Caring for Your Christmas Tree

Caring for Your Christmas Tree

Keep that tree looking and smelling fresh for family, guests, and Santa’s visit!

No need to groan about one more thing on a long to-do-list, just write down these 2 important tips for tree care:

  1. Fill the tree stand with water every day.
  2. Keep it cool.

Why Water is #1

High moisture levels reduce needle loss and keep the tree fresh. Your tree’s absorption rate varies day-to-day, so keep the reservoir full daily. For most Christmas trees, the stand should hold at least 1 gallon of water. A cut tree will absorb a surprising amount of water.

Don’t bother:

  • Adding water-holding gels to the stand.
    It’s not beneficial and they can reduce the amount of water in the stand that is available to the tree.
  • Using additives in the water.
    Things like floral preservatives, commercial tree preservatives, molasses, sugar, bleach, soft drinks, aspirin, honey, and other concoctions.
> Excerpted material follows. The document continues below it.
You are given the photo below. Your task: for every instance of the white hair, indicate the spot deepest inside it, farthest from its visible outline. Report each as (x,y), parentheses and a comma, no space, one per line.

Clean water is all that is needed to maintain freshness.
  • Drilling a hole in the base or sides of the trunk.
    It does not improve water uptake.
  • Applying anti-transpirants or flame retardants to the foliage surface.
    These products are marketed as a way to block evaporation from the foliage surface, but in reality they have little effect on a cut tree displayed indoors. Displaying trees in water with proper care is much more effective in reducing fire hazards.

Why Cool is #2

Heat dries out trees. The lower the heat, the less the drying effect, and the longer the needles will stay on. Display your tree away from heat sources like fireplaces, heat vents, heaters, or even direct sunlight. If possible, use lights that produce low heat such as miniature lights on the tree. Lowering room temperatures can also slow the drying process.

Be sure to monitor your tree for dryness. Run your fingers across the needles to determine if they are dry and brittle. The tree is dry if the needles break or fall off easily A well-cared-for tree should remain fresh for three to four weeks.